Brief Introduction to the Cooperative Life Cycle

Reacting to an appeal proffered in Levay’s seminal review of cooperative theory [2], Cook proposed a five-phase cooperative life cycle framework [3]. The framework divides the evolution of a cooperative life cycle into five separate and sequenced phases. The first phase, economic justification, discusses reasoning behind the decision to enter into the costly process of determining whether collective action is justified. During the second phase, organizational design, producers determine the legal-business-organizational model that best fits their group’s need. They also decide the rules of the game, responsibilities, benefits, penalties, adjudication processes, and their performance measure(s).
Once the organizing phases are complete, the cooperative enters phase 3, which is designated the ‘growth, glory, and heterogeneity’ phase. This paper dedicates much of its space to this phase as the decision-makers now have to address the rate of growth or non-growth, the glory and success achieved, and disagreement generated by the heterogeneity of preferences emerging as time passes. Because of broad and diffuse objective functions of a patron (user) owned and controlled entity embedded in the performance metrics, potential disruptive frictions result and need to be ameliorated if the cooperative is going to continue meeting member needs. We have found that the surviving cooperatives (Among the participants we survey and interact with in North America, the cooperative’s average age is 75 to 90 years with the youngest being 30 and the oldest 120.) have developed a collective process we call “cooperative genius” associated with the longevity of agricultural cooperatives in North America. However, compromise isn’t always attainable and subgroup frictions turn into rudiments of factions. At this stage of phase 3, cooperative leaders decide what probabilities exist for cooperative survivability. To assist in making this decision, the cooperative engages in an introspective analytical process charged with determining what factors give rise to the collective decision-making cost frictions and sometimes resultant factions. During this phase 4 analysis period, root causes of these friction/fraction disturbances are identified, usually emanating from a set of unique cooperative structural characteristics embedded in capital constraints and control/governance policies and practices. Generic solutions in the form of realigning user incentives, policies balancing supply and demand, member retention investments and transparency practices have the potential to regenerate the level of cooperative health are also evaluated [1].
Given the causes and potential solutions identified in phase 4, membership moves toward deciding the future of the cooperative in phase 5. The members have the following options: (a) exit through liquidation, merger, bankruptcy; (b) maintain the status quo with little or no change; (c) spawn and/or; (d) reinvention or significant overhaul. If the patrons reject the exit, status quo, or spawn options, reinvention or regeneration is chosen. Reinvention involves one or a combination of four major elements depending on the results of the analysis in phase 4. One or a combination of the following generic structural changes is deemed necessary to initiate a new life cycle: (a) modification to residual claim rights; (b) readjustment to control rights; (c) a significant change in the purpose of the cooperative or (d) a dramatic shift in cooperative culture and/or mindset.
What value might this framework provide and to whom? We envision the Life Cycle Framework has multiple value adding abilities:
  • As a diagnostic tool for cooperative leadership and consultants,
  • As a structural planning guide for cooperative leadership,
  • As a strategic planning resource for cooperative leadership,
  • As an education guide for new members, new board members and new employees,
  • As a primer for cooperative studies or for advanced courses at academic institutions,
  • As a case study outline for executive education trainers,
  • As a facilitation device for interactive seminars and workshops,
  • As a teaching manual for ‘cooperative genius’ candidates.

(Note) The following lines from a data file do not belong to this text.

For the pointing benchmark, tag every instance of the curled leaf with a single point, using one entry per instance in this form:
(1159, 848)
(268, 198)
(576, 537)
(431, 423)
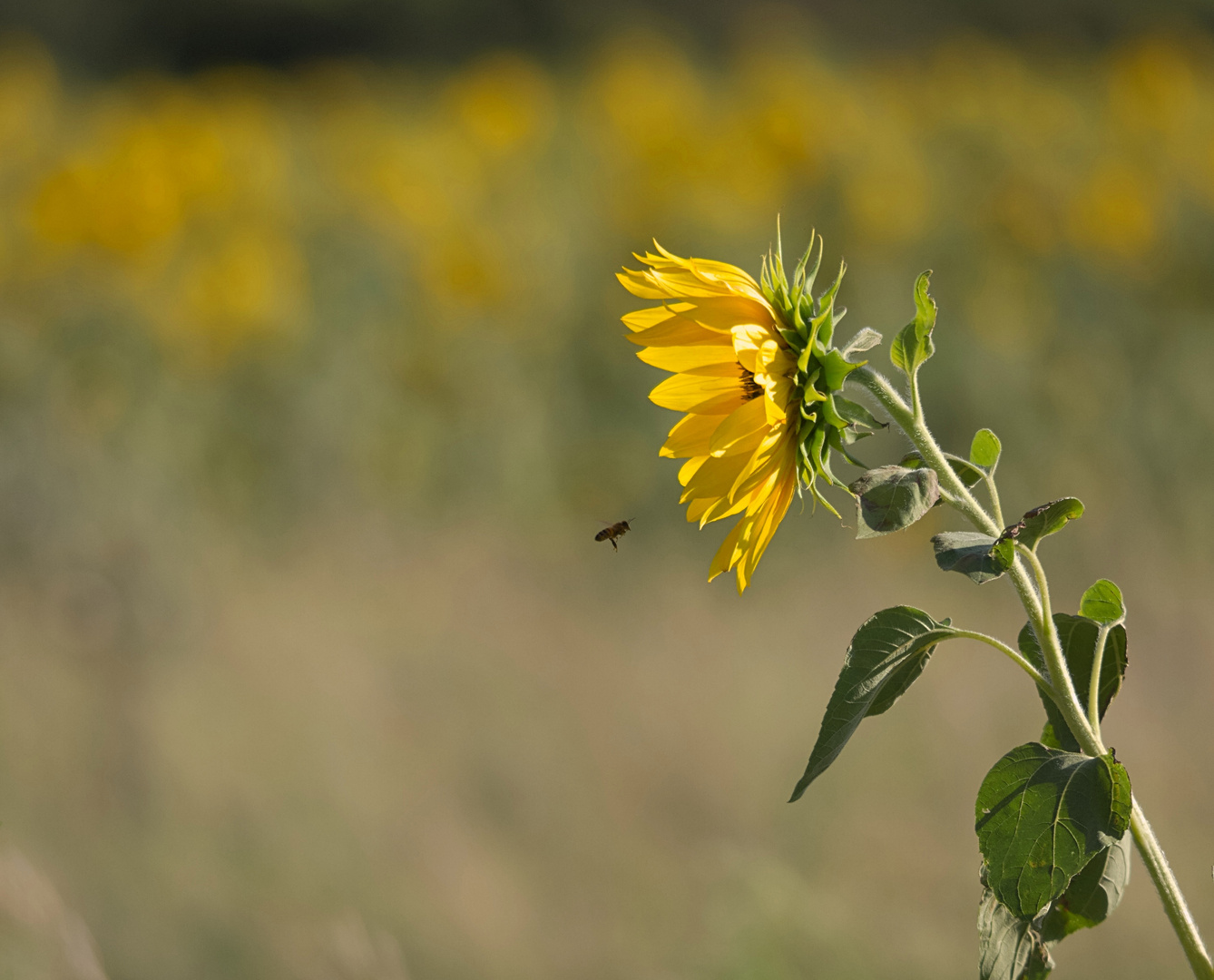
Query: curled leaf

2. The Cooperative Life Cycle

2.1. Phase 1: Economic Justification

Phase 1 includes the activity involving the recognition, understanding and manifestation of patron-enjoined collaborative action needed to address the socio-economic consequences of working together. LeVay summarizes this phase in colorful language by quoting Smith [2,4]. “The early history of most societies (agricultural cooperatives) chronicles the difficulties encountered by groups of farmers in marketing their produce or in procuring farm inputs, often accompanied by a more or less well-grounded fear that they are being exploited by middlemen. A few individuals, inspired by the idea of cooperation, canvass extensively for neighborhood support, a meeting is called, officers elected and the business starts in a modest way. Officials give unstintingly of their time and labor often for no pecuniary reward at first” [2] (p. 28). LeVay adds to this “history matters” understanding of cooperative culture and exploration of longevity in stating “the student of agricultural cooperation fails to catch the spirit of the movement unless he delves into the records of societies. There, he will often encounter much in expertise, pomposity, and rhetorical confectionary, but he will also be impressed by the sheer delight experiences by the founder members in launching their business and watching them grow” [2] (p. 28). In this 25-year study, we captured some of these “delight experiences” by reading the original minutes, examining documents by studying the early histories of these cooperatives written for their 50th, 75th, and 100th anniversaries and by interviewing numerous founders or close relatives and friends of the founders.
Traditionally, agricultural cooperative emergence was seen as collaborative attempts by producers to improve their economic position in the absence of a competitive market. Sexton, Schrader, Miller, and Hansmann identify an array of market contracting costs from which collective action may emerge: simple market power, ex-post market power, asymmetric information, coordination inefficiencies, undue risk exposure, and alienation [5,6,7,8]. Our team was exposed to hundreds of examples and stories of each of these forms of market failures—many of them powerful with examples of considerable founder courage and sacrifice. In addition to reacting to the negative consequences of these market failures, producers and states also institutionalized cooperatives as a means of achieving scale economies, thus overcoming some of the limitations created by the transaction costs economizing structure of the family farm found in market oriented agricultural countries [9].
Examination of the lives and activities of European cooperative pioneers such as Owens, Fourier, Raiffeisen, Schulze-Delitzsch, and the Rochdale Society document the importance of obvious and communicable ‘economic justification’ as fundamental to cooperative formation. Cooperative history is filled with case studies, descriptive surveys, legal documents, and theoretical explanations relating the origins of collaborative efforts inspired by the reaction of producers to the above-mentioned forms of market failure and market access creation.
A more recent detailed account of the zeal and member sacrifices is found in Ye Su and Cook where various types of market failure, market contracting costs, and market creation reasons are documented along with social and community objectives in the founding of CROPP Cooperative, a multiple commodity marketing pool, currently the largest organic cooperative in North America [10].
Before attending our workshops, focus groups, and institutes, we ask participants to seek out long time employees for their stories and examples and ask each participant to study the history of the cooperative they represent. Their reactions to these activities and the reading of original documents is summarized by several observations—(a) realization of the actual existence of market failure and its negative economic impacts on farm families; (b) expectations of joint market access and collaborative market creation activities; (c) zeal, enthusiasm, and collegiality needed to outweigh their differences in preferences; and (d) burden of organizational costs in the form of communication and transportation expenditures and participant opportunity costs.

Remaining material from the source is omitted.